“Eğer, bugüne kadar Kuzey Kürdleri PKK'ye karşı verdikleri mücadeleyi, TC Devletine karşı vermiş olsaydılar; Kuzey'de Kürdistan'da çok olumlu gelişmeler olacaki"
Xoce ile birlikte "6.Ocak.2010 CNN Türk'te Ahmet Hakan'ın yönettiği “Tarafsız Bölge“ programında güzel ve öğretici bir tartışma vardı. Arkadaşım Şükrü Gülmüş'ün evinde beraber izledik. Özellikle dikkatimi Sayın Nazlı Ilıcak'ın konuşması çekti. Vesayetçiler ile Milli iradeciler arasındaki kavgayı çok güzel koydu. Sorunun can alıcı noktasını yakalamış Sayın Ilıcak.
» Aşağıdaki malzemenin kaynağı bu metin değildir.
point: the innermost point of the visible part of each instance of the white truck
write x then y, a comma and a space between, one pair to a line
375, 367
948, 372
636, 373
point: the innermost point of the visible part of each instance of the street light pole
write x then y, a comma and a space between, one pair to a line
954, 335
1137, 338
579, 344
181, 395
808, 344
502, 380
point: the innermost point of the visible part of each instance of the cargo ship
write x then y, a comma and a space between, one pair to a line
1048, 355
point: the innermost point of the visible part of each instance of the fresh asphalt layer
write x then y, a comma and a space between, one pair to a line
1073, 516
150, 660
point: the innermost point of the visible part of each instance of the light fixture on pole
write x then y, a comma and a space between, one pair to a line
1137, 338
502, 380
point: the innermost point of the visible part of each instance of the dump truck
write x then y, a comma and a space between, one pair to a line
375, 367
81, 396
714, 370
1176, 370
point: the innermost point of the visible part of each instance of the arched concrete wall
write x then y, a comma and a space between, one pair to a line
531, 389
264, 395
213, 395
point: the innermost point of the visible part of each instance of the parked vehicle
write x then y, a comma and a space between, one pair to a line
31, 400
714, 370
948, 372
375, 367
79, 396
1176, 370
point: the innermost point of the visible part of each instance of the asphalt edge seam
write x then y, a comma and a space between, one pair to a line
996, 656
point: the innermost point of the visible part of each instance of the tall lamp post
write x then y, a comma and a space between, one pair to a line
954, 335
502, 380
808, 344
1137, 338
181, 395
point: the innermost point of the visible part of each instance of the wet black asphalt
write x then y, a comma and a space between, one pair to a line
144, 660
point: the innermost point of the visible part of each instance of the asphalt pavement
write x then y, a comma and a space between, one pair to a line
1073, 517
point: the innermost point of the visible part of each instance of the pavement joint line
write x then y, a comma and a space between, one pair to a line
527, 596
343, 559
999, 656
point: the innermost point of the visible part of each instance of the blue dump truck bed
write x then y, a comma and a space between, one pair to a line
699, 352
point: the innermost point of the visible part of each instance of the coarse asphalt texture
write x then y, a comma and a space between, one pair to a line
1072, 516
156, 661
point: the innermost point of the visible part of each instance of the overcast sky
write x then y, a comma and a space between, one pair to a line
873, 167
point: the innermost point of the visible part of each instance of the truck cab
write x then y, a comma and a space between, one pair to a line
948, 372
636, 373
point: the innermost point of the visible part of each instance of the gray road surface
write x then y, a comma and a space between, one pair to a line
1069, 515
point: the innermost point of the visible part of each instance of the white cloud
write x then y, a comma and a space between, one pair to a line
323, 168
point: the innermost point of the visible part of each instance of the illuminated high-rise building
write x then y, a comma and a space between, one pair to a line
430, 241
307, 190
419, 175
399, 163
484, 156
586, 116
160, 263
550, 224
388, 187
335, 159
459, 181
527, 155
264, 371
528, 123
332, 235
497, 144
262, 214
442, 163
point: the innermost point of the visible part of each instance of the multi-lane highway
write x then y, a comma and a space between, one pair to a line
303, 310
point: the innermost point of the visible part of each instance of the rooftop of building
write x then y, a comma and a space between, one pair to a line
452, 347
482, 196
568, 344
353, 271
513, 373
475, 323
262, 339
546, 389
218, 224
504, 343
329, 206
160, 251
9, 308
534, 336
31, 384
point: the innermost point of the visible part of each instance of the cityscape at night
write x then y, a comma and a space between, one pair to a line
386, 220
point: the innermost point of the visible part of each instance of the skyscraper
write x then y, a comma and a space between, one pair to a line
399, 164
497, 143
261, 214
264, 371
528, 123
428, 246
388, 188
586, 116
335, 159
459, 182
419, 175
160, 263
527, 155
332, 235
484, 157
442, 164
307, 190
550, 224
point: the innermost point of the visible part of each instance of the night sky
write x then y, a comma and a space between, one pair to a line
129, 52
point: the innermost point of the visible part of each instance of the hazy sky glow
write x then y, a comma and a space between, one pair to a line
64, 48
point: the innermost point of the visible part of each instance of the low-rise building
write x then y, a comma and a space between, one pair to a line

Ben arkadaşıma döndüm ve şu anlamlı cümleyi bir yere yazmasını rica ettim:"diyen sayin Fuad Cavgun
"Son günlerde iki değerli arkadaşım Gülmüş ve Botî arasında bir düşünce farklığının içteki yansıması; Berzan'ın fiili olarak Nasname'den ayrılığını ilan eden makalesi yayınlandı. Birçok-lehte ve aleyhte- yorumlar yayınlandı. Bunların tümünü de okudum. Şu anda bu düşünce farklılığı ve ayrılığı için iki tarafa da bir şey söylemek istemiyorum. Ancak Xoca'ya olduğu kadar Sayın Berzan Botî'ye de söyleyeceklerim elbette vardır.
PKK; ne şekilde olursa olsun, şu andaki sonucu ne kadar kabul etmesek de; yine bu PKK Kuzey Kürd Özgürlük Hareketinin kendi bağrından gelen doğal bir sonucudur. Ve şu ana kadar Kuzey Kürdlerinin en uzun süreli gerilla savaşını veren ve hala vermeye devam eden, dünya ölçekli bir hareketidir. Öcalan'ın ta başından beri devletin derininin bir kanadıyla içine girmiş olduğu kirli işbirliği bu mücadeleyi gölgelemez. Onun yarattığı tahribatlar olsa olsa, Genel Kurmay destekli bir PKK içi Kürdî damarlı kadroyu tasfiye hareketidir, kısmen başarılı olmuştur. Bu kısmiyet durumu kesinkes denetim altına alındı anlamına gelmez. Çünkü bu kirli, pis ve çirkin ilişkilerin ilk başlamasından bu güne kadar karşı koyuşlar da olmuştur. Bu anlamıyla Öcalan ve onun Ankara PKK'sine karşı çıkanların neden, sebep ve sonuçları daha tam olarak ortaya konulamadı. Bunu bir ayrı safhada tutar ve işin PKK dışı hareketlerine bakacak olursak; karşımıza ne çıkar?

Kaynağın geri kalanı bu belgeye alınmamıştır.